Proposition 3: Principled variation can provide equivalent evidence.
Assessment design and development should embrace a third insight: intentionally adjusting surface conditions (e.g., task delivery) in evidence-based ways for different learners can provide equivalent evidence. To illustrate why this principled variation can be essential, consider a modern educational computer simulation designed to assess physics, such as Newton’s Playground. For a tech-savvy student, this digital environment offers an engaging medium to demonstrate mastery of Newtonian mechanics. But imagine if Isaac Newton himself were subjected to this assessment, he would almost certainly fail. Despite having authored the theorems, Newton lacks the “Additional KSAs” (Knowledge, Skills, and Abilities) required to operate a computer. His physics genius (the Signal) would be obscured by the format (the Noise), yielding a false negative. By providing principled alternatives for how a student accesses and interacts with a task, we ensure that we are measuring their underlying brilliance, rather than their fluency with our chosen delivery mechanism.
The AI Fork in the Road
For decades, construct-irrelevant “noise” was a tragic flaw hidden in Scantron bubbles. Today, AI gives us unprecedented computational power to break the mold. Because AI can dynamically adjust a task’s delivery in real-time (e.g., simplifying syntax or offering on-demand audio scaffolding), we have the scalable tool needed to personalize assessment and eliminate construct irrelevance once and for all.
But AI is, at its core, an inference engine. It will simply turbocharge whatever inferences we ask it to make. We are at a critical fork in the road, facing two divergent futures.
Path B is the Scaling of Harm
If we blindly feed broken testing approaches into algorithms, AI will automate subpar measurement. It will power “pathological inferences,” sorting neurodivergent learners into failure faster than ever and cementing incomplete narratives with algorithmic authority.
Path A is Meeting the Promise
If we tune AI to strip away the noise and isolate the signal, learners, educators, and families receive the individualized feedback required to pursue continuous improvement and human thriving.

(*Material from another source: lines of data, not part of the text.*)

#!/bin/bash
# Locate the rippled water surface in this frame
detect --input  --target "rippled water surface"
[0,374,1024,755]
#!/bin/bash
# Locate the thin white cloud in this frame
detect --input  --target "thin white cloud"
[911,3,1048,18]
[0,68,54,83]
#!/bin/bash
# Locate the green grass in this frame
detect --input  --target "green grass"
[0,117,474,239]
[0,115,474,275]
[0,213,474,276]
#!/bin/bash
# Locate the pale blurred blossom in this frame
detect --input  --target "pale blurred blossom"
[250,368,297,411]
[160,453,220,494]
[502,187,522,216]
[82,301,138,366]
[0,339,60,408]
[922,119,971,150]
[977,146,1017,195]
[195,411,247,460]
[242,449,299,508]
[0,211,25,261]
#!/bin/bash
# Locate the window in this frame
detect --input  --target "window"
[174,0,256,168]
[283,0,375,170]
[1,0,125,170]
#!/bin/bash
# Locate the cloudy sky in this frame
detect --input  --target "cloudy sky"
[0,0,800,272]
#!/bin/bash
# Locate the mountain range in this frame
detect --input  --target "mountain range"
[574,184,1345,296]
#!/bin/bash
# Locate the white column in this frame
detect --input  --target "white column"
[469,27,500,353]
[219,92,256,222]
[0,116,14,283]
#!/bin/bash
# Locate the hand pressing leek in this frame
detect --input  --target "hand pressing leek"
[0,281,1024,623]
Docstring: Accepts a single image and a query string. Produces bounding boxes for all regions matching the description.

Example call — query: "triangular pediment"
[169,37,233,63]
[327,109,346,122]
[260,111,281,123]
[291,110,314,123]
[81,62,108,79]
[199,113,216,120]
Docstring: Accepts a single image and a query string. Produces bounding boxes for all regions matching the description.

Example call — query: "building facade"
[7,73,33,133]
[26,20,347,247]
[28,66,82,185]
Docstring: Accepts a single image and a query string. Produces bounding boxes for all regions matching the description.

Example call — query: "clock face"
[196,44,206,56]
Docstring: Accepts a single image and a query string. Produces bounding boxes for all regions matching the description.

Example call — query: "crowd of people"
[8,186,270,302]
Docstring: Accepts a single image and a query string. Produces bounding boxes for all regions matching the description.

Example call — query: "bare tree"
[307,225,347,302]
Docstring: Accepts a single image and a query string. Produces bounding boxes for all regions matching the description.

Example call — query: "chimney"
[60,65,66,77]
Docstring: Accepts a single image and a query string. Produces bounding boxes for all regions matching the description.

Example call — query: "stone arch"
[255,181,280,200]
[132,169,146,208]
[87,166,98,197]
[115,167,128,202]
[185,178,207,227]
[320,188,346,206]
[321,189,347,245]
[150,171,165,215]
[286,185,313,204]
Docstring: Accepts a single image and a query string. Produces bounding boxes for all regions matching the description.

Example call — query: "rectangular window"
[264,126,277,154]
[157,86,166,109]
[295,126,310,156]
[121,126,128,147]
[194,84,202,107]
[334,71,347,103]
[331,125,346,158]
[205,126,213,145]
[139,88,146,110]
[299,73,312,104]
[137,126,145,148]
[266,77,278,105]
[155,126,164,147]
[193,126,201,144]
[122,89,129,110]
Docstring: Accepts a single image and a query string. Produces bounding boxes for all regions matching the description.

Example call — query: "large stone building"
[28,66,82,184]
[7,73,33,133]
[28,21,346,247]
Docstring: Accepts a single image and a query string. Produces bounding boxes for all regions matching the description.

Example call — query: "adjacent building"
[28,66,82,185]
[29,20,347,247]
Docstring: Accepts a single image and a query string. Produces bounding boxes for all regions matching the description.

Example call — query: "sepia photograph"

If a test requires overcoming a barrier unrelated to the subject, it is a poorly designed test. By changing our psychometric blueprints, we can shift from a deficit mindset that pathologizes learners to a design orientation that empowers them. We must stop asking, “What is wrong with this student?” and start demanding, “What about this assessment must be improved?”
Mislevy, R. J., Haertel, G., Cheng, B. H., Rutstein, D., Vendlinski, T., Murray, E., Rose, D., Gravel, J., & Mitman Colker, A. (2013). Conditional inferences related to focal and additional knowledge, skills, and abilities (Assessment for Students with Disabilities Technical Report 5). SRI International.